September 06, 2002 Features & Images » Feature Story

Feature - Border Crossing 

Security woes on world’s longest undefended border

Labour Day weekend in Canada and the U.S. is the last gasp of summer and the last chance to get away for many as a new school year begins.

It’s always a busy weekend for guards on both sides of the border, which stretches an incredible 6,416 kilometres between our two countries – not including the vast Alaskan frontier. Between St. Stephen in New Brunswick and the Peace Arch in British Columbia there are a total of 21 border crossings.

Crossing the border on Labour Day used to be a simple matter of showing your driver’s license and answering a few questions, if you were pulled over at all. Border guards were looking for drugs, illegal immigrants and customs cheats who didn’t pay their duties.

All of that changed forever on Sept. 11. We woke up to find the World Trade Centers gone, the Pentagon in flames, and another plane crashed in Pennsylvania because the passengers decided it was better to fight than to sit idly and allow their plane to be used as a missile against their fellow citizens.

We learned in the most tragic way that terrorists and their supporters lived among us, travelling unchallenged between cities and countries while setting their deadly plots into motion.

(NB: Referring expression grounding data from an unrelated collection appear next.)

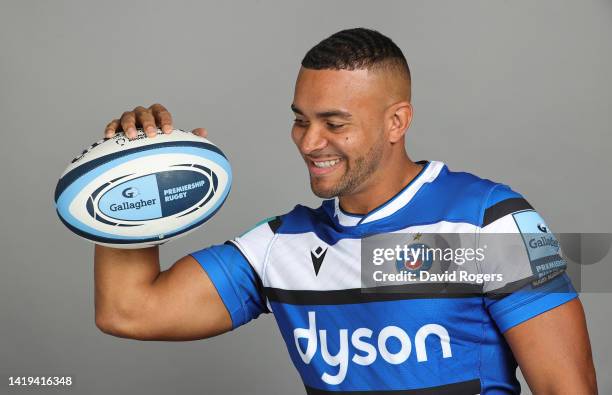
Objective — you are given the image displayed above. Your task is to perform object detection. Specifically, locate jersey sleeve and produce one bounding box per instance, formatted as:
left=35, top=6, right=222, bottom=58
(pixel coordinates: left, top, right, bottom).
left=478, top=184, right=578, bottom=333
left=189, top=217, right=279, bottom=329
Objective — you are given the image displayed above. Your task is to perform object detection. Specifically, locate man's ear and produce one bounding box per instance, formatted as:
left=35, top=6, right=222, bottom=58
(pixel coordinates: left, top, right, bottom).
left=387, top=102, right=413, bottom=143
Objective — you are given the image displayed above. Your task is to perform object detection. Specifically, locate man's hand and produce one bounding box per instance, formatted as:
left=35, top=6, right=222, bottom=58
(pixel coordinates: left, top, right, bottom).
left=505, top=298, right=597, bottom=394
left=103, top=103, right=208, bottom=140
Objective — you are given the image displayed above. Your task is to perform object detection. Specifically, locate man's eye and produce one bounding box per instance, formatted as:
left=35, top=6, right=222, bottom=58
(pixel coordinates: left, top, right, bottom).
left=327, top=123, right=344, bottom=130
left=293, top=119, right=308, bottom=126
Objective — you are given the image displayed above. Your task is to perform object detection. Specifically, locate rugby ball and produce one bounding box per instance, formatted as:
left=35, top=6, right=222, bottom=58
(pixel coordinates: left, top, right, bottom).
left=54, top=128, right=232, bottom=248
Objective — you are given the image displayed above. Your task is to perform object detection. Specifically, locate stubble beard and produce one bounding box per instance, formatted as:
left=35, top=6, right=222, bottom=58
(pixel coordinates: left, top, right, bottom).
left=309, top=138, right=385, bottom=199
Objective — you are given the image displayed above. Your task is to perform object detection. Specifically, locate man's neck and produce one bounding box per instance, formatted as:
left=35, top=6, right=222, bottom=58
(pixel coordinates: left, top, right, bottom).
left=337, top=159, right=423, bottom=215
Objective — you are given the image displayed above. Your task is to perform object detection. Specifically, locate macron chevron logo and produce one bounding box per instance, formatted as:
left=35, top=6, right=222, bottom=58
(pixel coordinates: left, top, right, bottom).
left=310, top=246, right=328, bottom=275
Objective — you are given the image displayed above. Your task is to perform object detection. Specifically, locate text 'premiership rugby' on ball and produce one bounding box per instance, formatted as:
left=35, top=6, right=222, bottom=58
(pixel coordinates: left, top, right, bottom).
left=54, top=129, right=232, bottom=248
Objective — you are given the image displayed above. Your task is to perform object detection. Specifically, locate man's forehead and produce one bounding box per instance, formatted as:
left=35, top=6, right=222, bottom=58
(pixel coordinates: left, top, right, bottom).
left=293, top=68, right=380, bottom=112
left=295, top=67, right=373, bottom=88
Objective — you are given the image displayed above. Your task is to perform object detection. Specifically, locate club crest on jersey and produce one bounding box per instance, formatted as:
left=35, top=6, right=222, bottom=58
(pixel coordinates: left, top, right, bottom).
left=395, top=242, right=433, bottom=274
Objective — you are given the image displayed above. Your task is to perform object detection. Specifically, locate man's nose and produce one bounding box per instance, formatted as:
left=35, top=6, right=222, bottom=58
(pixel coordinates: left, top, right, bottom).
left=299, top=124, right=327, bottom=155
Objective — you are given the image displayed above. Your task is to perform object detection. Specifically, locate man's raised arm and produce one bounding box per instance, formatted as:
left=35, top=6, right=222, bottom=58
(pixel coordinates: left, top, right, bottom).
left=94, top=246, right=232, bottom=340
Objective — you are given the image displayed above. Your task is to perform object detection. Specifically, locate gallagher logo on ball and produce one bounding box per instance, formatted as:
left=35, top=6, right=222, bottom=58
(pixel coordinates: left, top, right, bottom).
left=122, top=187, right=139, bottom=198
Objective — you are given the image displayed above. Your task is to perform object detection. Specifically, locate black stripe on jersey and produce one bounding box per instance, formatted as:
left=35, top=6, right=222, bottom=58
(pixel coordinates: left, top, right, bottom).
left=484, top=276, right=536, bottom=300
left=305, top=378, right=481, bottom=395
left=482, top=197, right=533, bottom=227
left=268, top=216, right=282, bottom=233
left=224, top=240, right=271, bottom=313
left=264, top=283, right=482, bottom=305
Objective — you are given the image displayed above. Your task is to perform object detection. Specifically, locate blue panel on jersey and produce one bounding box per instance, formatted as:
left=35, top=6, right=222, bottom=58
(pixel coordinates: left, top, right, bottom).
left=484, top=184, right=523, bottom=208
left=486, top=273, right=578, bottom=333
left=190, top=244, right=267, bottom=329
left=271, top=297, right=484, bottom=392
left=388, top=168, right=496, bottom=228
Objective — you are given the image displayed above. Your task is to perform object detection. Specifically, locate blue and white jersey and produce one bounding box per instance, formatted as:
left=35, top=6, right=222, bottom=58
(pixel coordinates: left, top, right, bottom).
left=190, top=160, right=577, bottom=394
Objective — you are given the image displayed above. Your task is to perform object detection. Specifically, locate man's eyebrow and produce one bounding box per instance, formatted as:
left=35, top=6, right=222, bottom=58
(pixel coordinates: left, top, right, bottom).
left=290, top=104, right=303, bottom=115
left=316, top=110, right=352, bottom=120
left=291, top=104, right=352, bottom=120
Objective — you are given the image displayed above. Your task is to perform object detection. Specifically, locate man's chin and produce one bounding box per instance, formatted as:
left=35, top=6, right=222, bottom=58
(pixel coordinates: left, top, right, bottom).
left=309, top=179, right=340, bottom=199
left=312, top=190, right=337, bottom=199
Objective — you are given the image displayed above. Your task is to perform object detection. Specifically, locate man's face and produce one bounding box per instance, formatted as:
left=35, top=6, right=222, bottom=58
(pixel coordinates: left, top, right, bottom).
left=291, top=68, right=392, bottom=199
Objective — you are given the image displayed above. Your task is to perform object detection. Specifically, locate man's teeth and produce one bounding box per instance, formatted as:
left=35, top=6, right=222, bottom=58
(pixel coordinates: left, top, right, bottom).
left=313, top=159, right=341, bottom=168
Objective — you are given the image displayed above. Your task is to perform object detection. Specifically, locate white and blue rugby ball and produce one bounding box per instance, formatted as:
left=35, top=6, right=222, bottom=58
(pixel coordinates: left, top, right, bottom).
left=54, top=129, right=232, bottom=248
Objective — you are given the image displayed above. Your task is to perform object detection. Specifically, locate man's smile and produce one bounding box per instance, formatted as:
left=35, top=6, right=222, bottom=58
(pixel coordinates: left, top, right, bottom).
left=307, top=157, right=344, bottom=176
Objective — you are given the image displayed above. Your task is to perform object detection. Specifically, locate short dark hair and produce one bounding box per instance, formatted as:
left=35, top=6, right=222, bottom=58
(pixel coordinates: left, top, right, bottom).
left=301, top=28, right=410, bottom=82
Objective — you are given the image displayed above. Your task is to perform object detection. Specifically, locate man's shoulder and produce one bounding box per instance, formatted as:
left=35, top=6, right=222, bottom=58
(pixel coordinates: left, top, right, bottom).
left=437, top=162, right=527, bottom=202
left=404, top=162, right=527, bottom=227
left=239, top=203, right=329, bottom=238
left=434, top=163, right=497, bottom=196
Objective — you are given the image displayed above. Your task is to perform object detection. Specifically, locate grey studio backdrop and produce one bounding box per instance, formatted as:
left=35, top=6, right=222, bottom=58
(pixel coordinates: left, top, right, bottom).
left=1, top=1, right=610, bottom=394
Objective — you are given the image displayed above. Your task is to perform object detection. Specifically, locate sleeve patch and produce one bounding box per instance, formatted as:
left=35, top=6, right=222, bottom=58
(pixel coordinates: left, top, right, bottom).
left=512, top=210, right=566, bottom=280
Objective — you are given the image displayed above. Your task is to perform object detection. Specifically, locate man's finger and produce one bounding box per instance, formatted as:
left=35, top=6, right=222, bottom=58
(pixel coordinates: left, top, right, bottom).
left=151, top=104, right=174, bottom=134
left=104, top=119, right=120, bottom=138
left=120, top=111, right=138, bottom=139
left=191, top=128, right=208, bottom=138
left=134, top=106, right=157, bottom=138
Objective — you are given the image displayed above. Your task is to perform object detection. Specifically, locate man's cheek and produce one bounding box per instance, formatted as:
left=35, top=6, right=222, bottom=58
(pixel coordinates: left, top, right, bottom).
left=291, top=128, right=302, bottom=148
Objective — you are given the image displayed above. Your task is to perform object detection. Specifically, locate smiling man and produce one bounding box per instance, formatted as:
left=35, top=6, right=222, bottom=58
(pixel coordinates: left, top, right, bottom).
left=96, top=28, right=597, bottom=394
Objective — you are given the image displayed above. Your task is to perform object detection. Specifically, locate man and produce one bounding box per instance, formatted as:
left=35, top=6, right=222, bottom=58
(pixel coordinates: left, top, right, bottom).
left=96, top=28, right=597, bottom=394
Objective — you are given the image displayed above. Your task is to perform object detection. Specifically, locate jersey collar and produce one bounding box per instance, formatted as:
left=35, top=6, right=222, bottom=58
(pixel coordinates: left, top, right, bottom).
left=330, top=160, right=445, bottom=227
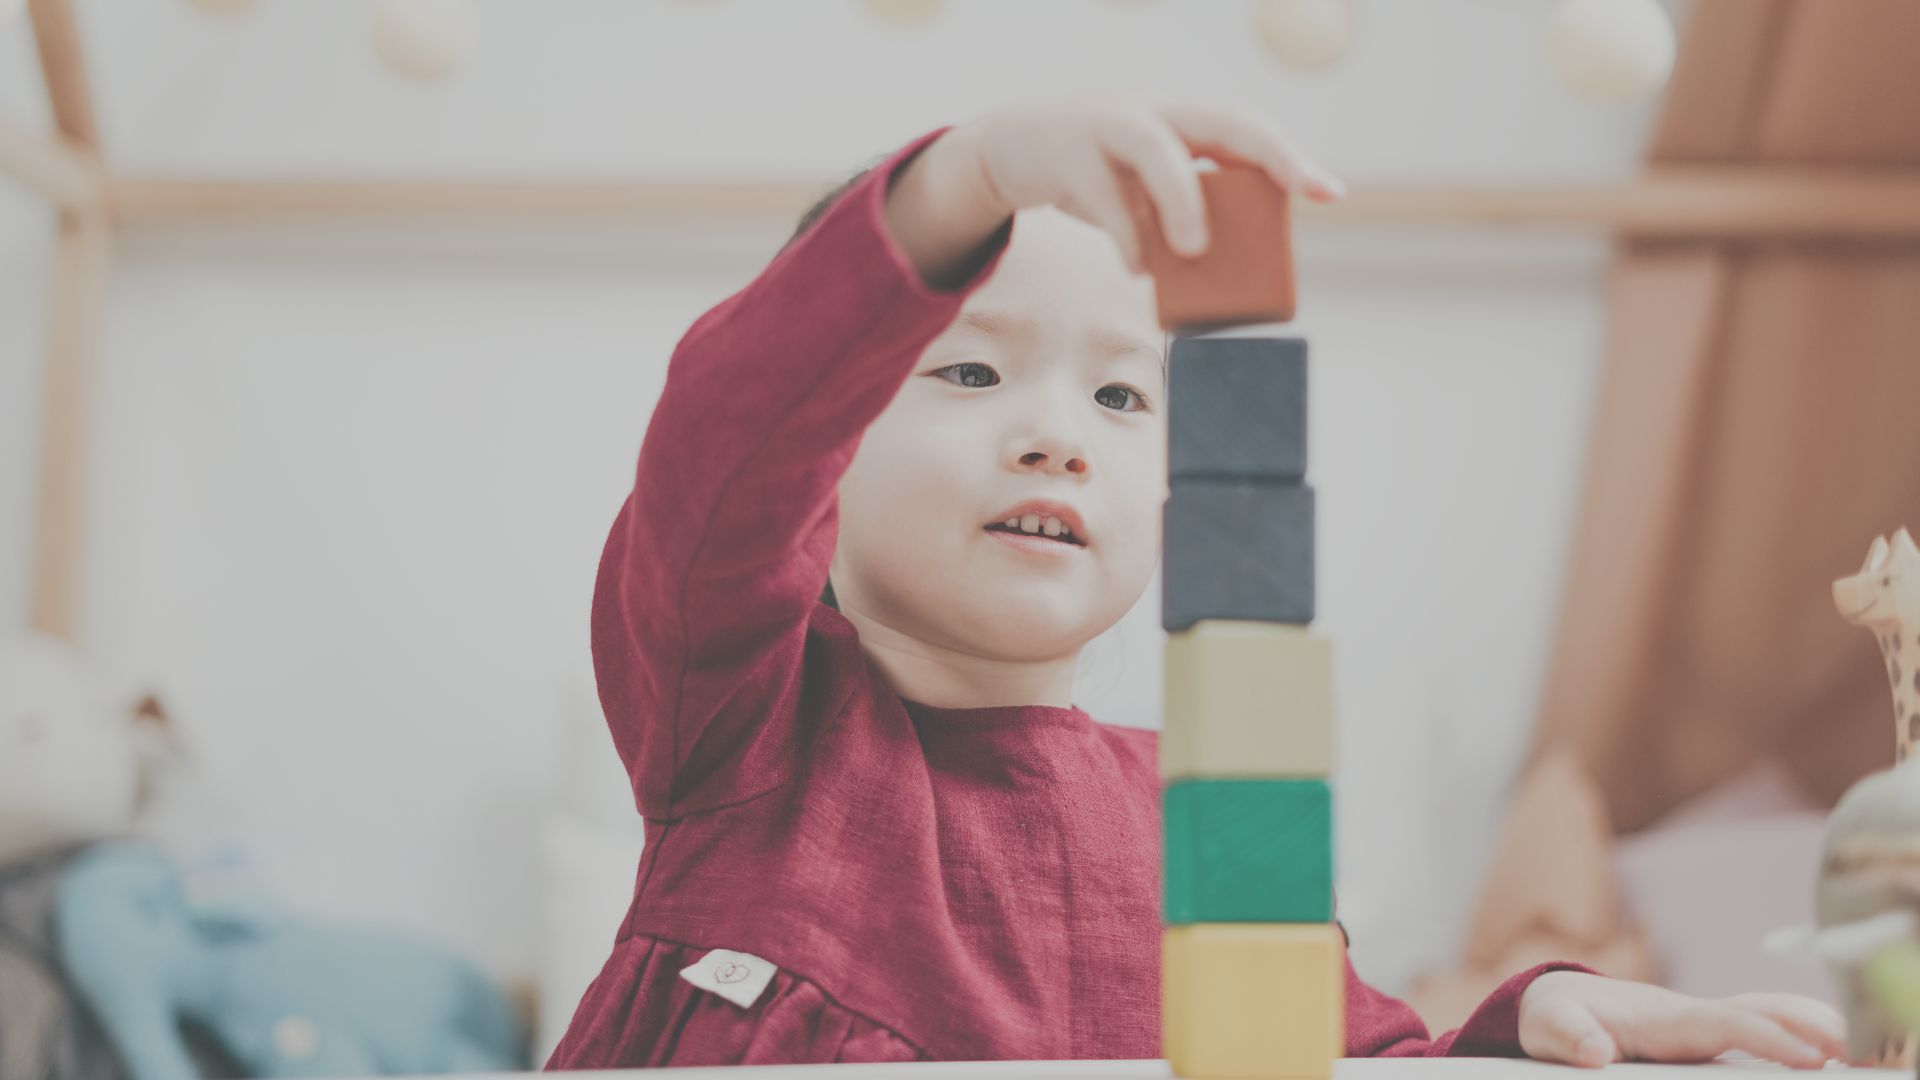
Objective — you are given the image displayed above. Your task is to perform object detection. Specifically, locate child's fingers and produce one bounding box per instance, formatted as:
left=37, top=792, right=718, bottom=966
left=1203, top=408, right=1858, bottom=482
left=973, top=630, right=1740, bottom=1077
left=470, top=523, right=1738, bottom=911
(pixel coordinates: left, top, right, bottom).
left=1723, top=994, right=1848, bottom=1061
left=1060, top=176, right=1144, bottom=274
left=1523, top=996, right=1617, bottom=1069
left=1094, top=112, right=1208, bottom=257
left=1695, top=1007, right=1831, bottom=1070
left=1157, top=104, right=1345, bottom=202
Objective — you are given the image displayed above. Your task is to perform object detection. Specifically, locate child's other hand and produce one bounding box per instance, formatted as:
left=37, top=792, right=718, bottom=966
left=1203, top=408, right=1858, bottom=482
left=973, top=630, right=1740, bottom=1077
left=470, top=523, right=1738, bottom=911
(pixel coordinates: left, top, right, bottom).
left=886, top=100, right=1343, bottom=285
left=1517, top=970, right=1848, bottom=1070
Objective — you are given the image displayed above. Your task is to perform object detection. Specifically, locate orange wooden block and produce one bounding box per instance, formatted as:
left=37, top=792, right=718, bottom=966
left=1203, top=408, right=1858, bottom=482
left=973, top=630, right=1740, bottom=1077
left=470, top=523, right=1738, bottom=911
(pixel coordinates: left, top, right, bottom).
left=1135, top=167, right=1296, bottom=331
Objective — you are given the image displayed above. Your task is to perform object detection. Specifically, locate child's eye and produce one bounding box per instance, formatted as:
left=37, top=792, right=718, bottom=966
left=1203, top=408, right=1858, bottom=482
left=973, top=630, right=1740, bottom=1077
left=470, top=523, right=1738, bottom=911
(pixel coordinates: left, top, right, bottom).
left=934, top=363, right=1000, bottom=389
left=1094, top=384, right=1152, bottom=413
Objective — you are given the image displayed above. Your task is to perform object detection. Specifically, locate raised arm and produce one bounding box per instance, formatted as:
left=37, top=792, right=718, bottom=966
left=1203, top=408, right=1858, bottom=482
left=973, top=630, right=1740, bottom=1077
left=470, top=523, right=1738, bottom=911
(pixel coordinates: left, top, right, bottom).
left=592, top=129, right=1013, bottom=821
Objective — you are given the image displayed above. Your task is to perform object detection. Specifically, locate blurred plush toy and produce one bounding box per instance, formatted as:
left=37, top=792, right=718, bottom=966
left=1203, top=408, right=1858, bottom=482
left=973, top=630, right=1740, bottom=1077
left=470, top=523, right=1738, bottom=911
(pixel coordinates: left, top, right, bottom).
left=0, top=637, right=218, bottom=1079
left=1774, top=762, right=1920, bottom=1066
left=56, top=842, right=527, bottom=1080
left=0, top=635, right=163, bottom=863
left=1765, top=529, right=1920, bottom=1068
left=1866, top=940, right=1920, bottom=1036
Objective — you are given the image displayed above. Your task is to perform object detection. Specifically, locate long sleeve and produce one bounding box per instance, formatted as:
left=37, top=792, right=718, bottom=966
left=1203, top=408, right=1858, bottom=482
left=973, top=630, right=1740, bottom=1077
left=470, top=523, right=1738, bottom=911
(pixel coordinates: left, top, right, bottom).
left=593, top=128, right=1013, bottom=821
left=1346, top=958, right=1596, bottom=1058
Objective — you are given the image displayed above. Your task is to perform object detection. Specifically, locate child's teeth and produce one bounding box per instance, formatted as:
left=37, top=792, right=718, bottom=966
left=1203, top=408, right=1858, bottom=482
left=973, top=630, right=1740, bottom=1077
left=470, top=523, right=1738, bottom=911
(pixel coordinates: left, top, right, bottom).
left=1021, top=514, right=1041, bottom=534
left=1005, top=517, right=1020, bottom=528
left=1043, top=517, right=1063, bottom=537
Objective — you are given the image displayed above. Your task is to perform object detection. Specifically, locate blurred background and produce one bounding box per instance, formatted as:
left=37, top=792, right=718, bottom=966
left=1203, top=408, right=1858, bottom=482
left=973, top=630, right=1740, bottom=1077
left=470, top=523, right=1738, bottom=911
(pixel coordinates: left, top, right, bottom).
left=3, top=0, right=1918, bottom=1074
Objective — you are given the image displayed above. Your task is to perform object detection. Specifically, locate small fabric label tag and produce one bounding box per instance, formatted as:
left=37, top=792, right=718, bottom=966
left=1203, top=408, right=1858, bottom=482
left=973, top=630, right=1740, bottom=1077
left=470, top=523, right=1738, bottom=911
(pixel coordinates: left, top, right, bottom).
left=679, top=948, right=778, bottom=1010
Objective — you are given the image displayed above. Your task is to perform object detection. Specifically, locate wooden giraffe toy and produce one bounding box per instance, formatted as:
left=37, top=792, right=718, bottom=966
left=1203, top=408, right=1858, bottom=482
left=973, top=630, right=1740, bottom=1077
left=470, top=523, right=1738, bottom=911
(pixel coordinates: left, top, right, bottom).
left=1834, top=527, right=1920, bottom=762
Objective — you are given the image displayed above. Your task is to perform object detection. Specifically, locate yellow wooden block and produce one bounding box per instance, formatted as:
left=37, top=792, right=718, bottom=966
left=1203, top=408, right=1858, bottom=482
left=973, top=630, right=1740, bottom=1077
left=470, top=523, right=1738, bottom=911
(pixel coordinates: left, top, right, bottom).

Both the American and Canadian governments vowed to never let our guards down again, and the first order of business was to increase security at the airports, ports and border. Increased security meant longer waits at the border.

The longest wait in Canada on this most recent Labour Day long weekend was at the Peace Arch crossing, where cars waited approximately 45 minutes between six and seven o’clock in the evening to get into Canada. On Sunday evening they waited up to an hour to get back into the U.S.

While that may seem like a long delay, it’s a drop in the bucket compared with line-ups experienced in the weeks after Sept. 11. Governments had promised more money and resources for customs services, but until the money came through and staff were hired and trained, the increased vigilance was in the hands of the same numbers of frontline border personnel.

Every traveller was asked to produce photo identification and proof of citizenship. They wanted to know where cars were going, where the people were staying and for how long. They opened every trunk and checked luggage.

As a result of this unprecedented scrutiny, both private and commercial traffic backed up on both sides of the border.

On the American Thanksgiving 10 weeks after Sept. 11 – opening day for Whistler-Blackcomb – skier numbers on the mountain were actually up 10 per cent over the previous season. Businesses that were expecting a decline as a result of the terrorist attacks, the collapse of Canada 3000, airline cutbacks, and the rapidly weakening economy let out a collective sigh of relief. After all that had happened, it seems people were still determined to come to Whistler.